Perfis memoráveis

Em “Três russos e como me tornei um escritor”, Máximo Górki revela todo o seu afeto a Tolstói, Tchékhov e Andrêiev
Máximo Górki, autor de “Três russos e como me tornei um escritor”
01/01/2009

Máximo Górki (1868-1936), pseudônimo de Alexei Maximovitch Pechkov, um dos grandes autores russos, fundador da chamada literatura proletária, é mais lembrado no Brasil por suas peças e romances. Sua obra ensaística, no entanto, é pouco conhecida, daí a importância da publicação de um volume reunindo os perfis que fez de Liev Tolstói, Anton Tchékhov e Leonid Andrêiev, e o relato Como me tornei um escritor, espécie de auto-retrato artístico, como bem define Manuel da Costa Pinto, no prefácio.

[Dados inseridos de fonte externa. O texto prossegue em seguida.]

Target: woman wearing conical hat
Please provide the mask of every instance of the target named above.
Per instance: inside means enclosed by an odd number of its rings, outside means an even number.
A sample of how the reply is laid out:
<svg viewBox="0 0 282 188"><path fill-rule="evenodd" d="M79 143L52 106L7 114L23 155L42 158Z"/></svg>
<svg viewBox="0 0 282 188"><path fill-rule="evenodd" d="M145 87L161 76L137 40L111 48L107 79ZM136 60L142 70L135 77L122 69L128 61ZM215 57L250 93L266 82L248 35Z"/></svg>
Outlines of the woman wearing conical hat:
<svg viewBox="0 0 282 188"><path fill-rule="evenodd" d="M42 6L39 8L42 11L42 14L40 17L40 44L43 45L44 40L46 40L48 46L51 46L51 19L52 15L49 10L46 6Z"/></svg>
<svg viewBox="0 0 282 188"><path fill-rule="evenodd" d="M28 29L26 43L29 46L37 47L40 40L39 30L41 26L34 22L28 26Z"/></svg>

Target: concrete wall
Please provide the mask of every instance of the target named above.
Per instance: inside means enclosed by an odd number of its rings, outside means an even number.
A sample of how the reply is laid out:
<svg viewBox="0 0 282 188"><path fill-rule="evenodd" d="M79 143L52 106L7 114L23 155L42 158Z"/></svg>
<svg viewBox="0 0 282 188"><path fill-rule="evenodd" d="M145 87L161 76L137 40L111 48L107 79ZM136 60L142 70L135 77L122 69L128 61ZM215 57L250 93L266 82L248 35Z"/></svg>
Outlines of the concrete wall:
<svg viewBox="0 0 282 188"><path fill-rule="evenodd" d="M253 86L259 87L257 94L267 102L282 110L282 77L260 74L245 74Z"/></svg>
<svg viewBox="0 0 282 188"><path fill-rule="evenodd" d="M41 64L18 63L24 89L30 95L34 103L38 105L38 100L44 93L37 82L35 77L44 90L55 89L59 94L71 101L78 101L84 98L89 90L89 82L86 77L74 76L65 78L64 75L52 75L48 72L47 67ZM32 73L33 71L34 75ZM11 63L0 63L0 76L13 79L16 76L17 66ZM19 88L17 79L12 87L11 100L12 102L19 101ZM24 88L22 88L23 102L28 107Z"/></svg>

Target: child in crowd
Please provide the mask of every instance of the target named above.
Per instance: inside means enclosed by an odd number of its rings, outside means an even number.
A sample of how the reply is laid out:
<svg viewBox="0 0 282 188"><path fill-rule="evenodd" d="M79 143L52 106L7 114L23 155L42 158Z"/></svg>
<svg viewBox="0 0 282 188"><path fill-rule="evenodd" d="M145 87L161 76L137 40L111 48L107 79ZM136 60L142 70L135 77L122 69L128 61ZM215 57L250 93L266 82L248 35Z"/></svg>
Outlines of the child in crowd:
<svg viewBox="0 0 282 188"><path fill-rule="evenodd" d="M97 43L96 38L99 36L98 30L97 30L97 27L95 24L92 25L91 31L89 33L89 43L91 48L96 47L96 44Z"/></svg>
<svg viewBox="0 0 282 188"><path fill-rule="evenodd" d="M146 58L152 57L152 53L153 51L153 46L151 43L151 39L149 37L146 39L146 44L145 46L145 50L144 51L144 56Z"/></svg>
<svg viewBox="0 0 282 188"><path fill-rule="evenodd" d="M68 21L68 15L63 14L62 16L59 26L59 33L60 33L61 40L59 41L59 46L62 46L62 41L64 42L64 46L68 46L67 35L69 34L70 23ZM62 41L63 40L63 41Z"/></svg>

Nesses perfis, Górki revela, desde as primeiras páginas, seu envolvimento afetivo com os autores retratados. Daí, talvez, a sensação de que o leitor tenha de compartilhar com ele a experiência do convívio com os três grandes escritores; de sentar na varanda da mansão rural de Tolstói, ouvindo-o discorrer vivamente sobre os seus temas preferidos: o povo russo, as mulheres e os escritores do seu tempo; de ouvir Tchékhov falar com entusiasmo sobre o seu sonho de construir um sanatório para professores pobres das escolas rurais, em sua casinha branca de dois pavimentos na aldeia de Kutchuk-Koi, na Criméia; de compartilhar os arroubos delirantes de Andrêiev, caminhando com Górki pela avenida Niévski, em Petersburgo, “como bagres pelo fundo lodoso de um rio”.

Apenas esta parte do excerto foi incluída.